Five seconds after midnight, the fireworks begin. The BANG! of a starting pistol. The referee had been briefly distracted.
This is an inept metaphor. The year is not a race. We all finish at the same time.
They’re illegal, of course. The fireworks. We’re barely within city limits. But we are, so it counts.
The neighbors don’t care. Six months prior, their Fourth of July extravaganza prompted not one, but three fire trucks to show up. This time, there was no such commotion. July is dry season. January is not.
The sparks are close. Close. I’m three houses away from the intersection; where Silver and Hester Avenue collide, where they’re setting them off.
The moon is full. Against the cold night: Red and green flares.
(They leave behind imprints of chrysanthemum-shaped smoke.) Brief white flashes of firecrackers in the side streets.
(No car alarms, surprisingly.) Then, a field of marigolds.
(The loudest and brightest.)
I feel the explosion on my cheek. A spray of moisture. The heat flicking the last of the evening drizzle onto me.
My window perfectly frames the fireworks.
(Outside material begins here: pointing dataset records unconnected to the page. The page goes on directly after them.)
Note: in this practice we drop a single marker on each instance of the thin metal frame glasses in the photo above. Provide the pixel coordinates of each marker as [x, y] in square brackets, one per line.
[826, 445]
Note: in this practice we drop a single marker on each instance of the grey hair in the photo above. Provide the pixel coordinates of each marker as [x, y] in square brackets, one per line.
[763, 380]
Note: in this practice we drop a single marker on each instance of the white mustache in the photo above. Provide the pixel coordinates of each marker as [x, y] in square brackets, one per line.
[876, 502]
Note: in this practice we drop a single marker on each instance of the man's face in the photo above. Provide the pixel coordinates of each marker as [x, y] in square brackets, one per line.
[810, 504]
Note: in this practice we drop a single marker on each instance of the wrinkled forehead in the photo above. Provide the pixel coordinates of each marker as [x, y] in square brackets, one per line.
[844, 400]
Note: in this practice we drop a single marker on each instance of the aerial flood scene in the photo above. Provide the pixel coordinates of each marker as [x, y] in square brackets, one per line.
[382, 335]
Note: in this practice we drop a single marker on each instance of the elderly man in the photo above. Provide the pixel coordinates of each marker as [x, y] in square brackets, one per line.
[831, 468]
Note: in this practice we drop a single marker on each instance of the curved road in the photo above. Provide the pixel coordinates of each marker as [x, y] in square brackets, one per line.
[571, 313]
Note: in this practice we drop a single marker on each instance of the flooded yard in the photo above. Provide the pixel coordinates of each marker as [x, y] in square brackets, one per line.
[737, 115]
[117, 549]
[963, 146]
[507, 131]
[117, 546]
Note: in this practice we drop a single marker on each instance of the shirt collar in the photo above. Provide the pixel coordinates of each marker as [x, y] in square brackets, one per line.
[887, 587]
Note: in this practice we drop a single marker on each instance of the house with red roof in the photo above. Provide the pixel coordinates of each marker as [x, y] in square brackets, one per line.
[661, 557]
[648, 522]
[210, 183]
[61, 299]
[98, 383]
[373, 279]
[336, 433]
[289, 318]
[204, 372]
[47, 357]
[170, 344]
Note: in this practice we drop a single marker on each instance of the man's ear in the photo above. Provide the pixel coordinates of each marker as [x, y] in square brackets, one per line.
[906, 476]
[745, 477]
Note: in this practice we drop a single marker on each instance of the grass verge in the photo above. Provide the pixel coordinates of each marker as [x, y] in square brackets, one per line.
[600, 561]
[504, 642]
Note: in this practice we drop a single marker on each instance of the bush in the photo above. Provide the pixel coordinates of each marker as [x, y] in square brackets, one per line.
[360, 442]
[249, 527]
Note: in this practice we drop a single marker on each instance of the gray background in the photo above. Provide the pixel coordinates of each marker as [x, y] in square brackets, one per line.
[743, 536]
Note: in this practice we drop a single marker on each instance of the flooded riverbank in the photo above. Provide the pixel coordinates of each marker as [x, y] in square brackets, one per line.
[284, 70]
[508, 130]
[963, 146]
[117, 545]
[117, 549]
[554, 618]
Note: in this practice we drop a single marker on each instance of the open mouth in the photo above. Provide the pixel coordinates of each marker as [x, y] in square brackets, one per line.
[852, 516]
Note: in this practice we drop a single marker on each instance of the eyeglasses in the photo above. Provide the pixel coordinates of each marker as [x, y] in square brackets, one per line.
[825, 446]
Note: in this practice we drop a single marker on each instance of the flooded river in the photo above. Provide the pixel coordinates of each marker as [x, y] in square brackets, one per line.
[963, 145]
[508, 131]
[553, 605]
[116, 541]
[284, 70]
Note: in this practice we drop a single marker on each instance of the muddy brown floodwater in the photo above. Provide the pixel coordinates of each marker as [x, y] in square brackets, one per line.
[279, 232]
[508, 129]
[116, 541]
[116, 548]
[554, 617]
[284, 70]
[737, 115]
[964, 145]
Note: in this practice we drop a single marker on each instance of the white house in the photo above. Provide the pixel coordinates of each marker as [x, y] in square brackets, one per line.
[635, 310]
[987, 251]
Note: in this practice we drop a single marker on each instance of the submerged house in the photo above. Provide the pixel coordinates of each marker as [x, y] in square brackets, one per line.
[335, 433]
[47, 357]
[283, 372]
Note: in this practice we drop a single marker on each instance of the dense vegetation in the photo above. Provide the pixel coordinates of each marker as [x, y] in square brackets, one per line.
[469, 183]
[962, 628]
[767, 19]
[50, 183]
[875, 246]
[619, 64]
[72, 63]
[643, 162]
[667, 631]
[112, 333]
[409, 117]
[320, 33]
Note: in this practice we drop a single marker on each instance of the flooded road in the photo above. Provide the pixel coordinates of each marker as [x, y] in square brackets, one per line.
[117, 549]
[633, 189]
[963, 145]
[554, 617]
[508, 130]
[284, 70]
This is a good omen. But they are close. Close. Sound and color. Crowding me.
The next shower of sparks reaches their zenith and begin to descend. Bright, with comet-tails of smoke.
A spark sails through the open window. Right into in my palm.
Perfect landing.
Sizzling red.
Still smoking.
Cool to the touch.
It is the size and weight of a cicada.
It feels like TV static.
Its pale core resists my touch. A force prevents me. We are magnets repelling each other.
It is dying.
On the last morning of the old year, there had been an earthquake. 3.3 magnitude. A brief shiver. Atlas shrugged. Then an after-tremor, constant and low. Tinnitus. Background radiation. The ringing vibration of a wineglass. I fell back to sleep before it stopped.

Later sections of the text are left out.